Die schatten des unfalls in barcelona
Die Bilder des schweren Unfalls seines Bruders Alex Márquez in Barcelona verfolgen den Honda-Piloten noch immer. „Lógicamente, el incidente de Montmeló, el domingo de Montmeló, en general, lo viví mal, muy mal“, gestand Márquez. Er beschrieb, wie er vor dem Fernseher erstarrte und dank der Informationen über Funk erleichtert war, als er erfuhr, dass es seinem Bruder gut ging. „Es ist ein Moment, in dem man das Risiko begreift, das wir eingehen. Man akzeptiert es, versteht es, aber man hofft, dass es einen nicht trifft. Und dann passiert es, und es ist schwer zu erklären.“

Ein zerbrechlicher körper, ein unbändiger wille
Márquez betonte, dass er sich aktuell nicht auf eine Titeljagd konzentriere. Sein primäres Ziel sei es, seinen Körper wiederhandeln und das Vertrauen in seine Fähigkeiten zurückzugewinnen. „Die Remontada, die ich jetzt angehen muss, ist die Wiederherstellung meines Körpers, vor allem meines rechten Arms“, erklärte er. Er weiß, dass er erst ein „akzeptables“ körperliches Niveau erreichen muss, um wieder mit den Besten mithalten zu können. Die Angst vor weiteren Verletzungen ist allgegenwärtig, aber Márquez zeigt sich kämpferisch.
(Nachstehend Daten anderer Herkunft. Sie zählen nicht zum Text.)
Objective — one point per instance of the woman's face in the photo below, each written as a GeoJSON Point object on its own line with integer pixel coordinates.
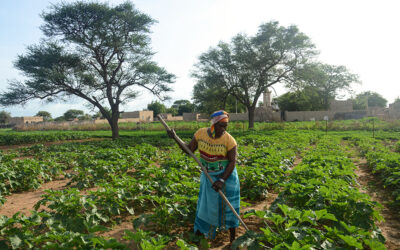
{"type": "Point", "coordinates": [220, 128]}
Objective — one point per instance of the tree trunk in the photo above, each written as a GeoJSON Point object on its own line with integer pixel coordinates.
{"type": "Point", "coordinates": [251, 111]}
{"type": "Point", "coordinates": [114, 125]}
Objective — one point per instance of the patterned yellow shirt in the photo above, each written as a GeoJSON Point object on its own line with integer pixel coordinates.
{"type": "Point", "coordinates": [212, 150]}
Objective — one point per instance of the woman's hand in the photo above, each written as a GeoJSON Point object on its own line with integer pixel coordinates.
{"type": "Point", "coordinates": [171, 133]}
{"type": "Point", "coordinates": [217, 185]}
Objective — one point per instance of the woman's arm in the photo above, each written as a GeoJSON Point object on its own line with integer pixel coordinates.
{"type": "Point", "coordinates": [228, 170]}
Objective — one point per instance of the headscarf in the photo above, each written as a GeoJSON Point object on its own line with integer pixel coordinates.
{"type": "Point", "coordinates": [218, 116]}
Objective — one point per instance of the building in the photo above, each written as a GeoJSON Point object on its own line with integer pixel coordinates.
{"type": "Point", "coordinates": [25, 120]}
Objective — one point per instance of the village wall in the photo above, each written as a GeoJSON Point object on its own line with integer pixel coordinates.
{"type": "Point", "coordinates": [25, 120]}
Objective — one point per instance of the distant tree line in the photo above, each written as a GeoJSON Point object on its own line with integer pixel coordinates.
{"type": "Point", "coordinates": [102, 54]}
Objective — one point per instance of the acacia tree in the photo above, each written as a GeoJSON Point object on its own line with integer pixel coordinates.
{"type": "Point", "coordinates": [94, 51]}
{"type": "Point", "coordinates": [249, 65]}
{"type": "Point", "coordinates": [368, 99]}
{"type": "Point", "coordinates": [328, 81]}
{"type": "Point", "coordinates": [46, 115]}
{"type": "Point", "coordinates": [208, 97]}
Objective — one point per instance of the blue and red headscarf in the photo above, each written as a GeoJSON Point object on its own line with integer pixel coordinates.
{"type": "Point", "coordinates": [218, 116]}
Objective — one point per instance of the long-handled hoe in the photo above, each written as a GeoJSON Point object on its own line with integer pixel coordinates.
{"type": "Point", "coordinates": [183, 145]}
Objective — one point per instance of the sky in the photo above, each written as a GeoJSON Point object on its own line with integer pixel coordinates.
{"type": "Point", "coordinates": [362, 35]}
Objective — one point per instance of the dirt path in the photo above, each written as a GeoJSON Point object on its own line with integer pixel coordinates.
{"type": "Point", "coordinates": [11, 147]}
{"type": "Point", "coordinates": [372, 186]}
{"type": "Point", "coordinates": [25, 201]}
Das nervenproblem und die anpassung des fahrstils
Ein weiteres Problem stellte der fehlende Schmerzempfindung im Arm dar. „Uno de los problemas era eso, que el brazo me fallaba sin dolor. Entonces, no tenía aviso“, so Márquez. Er war sich der Problematik erst im Test in Jerez bewusst. Durch die Operationen und die damit verbundenen Komplikationen ist sein Körper weiterhin einer Belastung ausgesetzt. Doch Márquez hat gelernt, sich anzupassen. „He sido capaz de poder adaptar estos cuatro años a lo que llegaba mi físico“, sagte er. Sein Fahrstil hat sich grundlegend verändert, er versucht, die Maschine so ruhig wie möglich zu halten. Aber er weiß, dass er ein gewisses körperliches Minimum benötigt, um in der MotoGP-Klasse erfolgreich zu sein.
Die Zukunft bleibt ungewiss, aber Marc Márquez zeigt sich entschlossen, seine Rückkehr zu meistern. Er blickt nach vorne, angetrieben von seiner Leidenschaft für den Sport und dem Wunsch, wieder das zu erreichen, was ihm einst so mühelos gelang. Die Fans dürfen gespannt sein, wie sich seine Geschichte weiterentwickelt.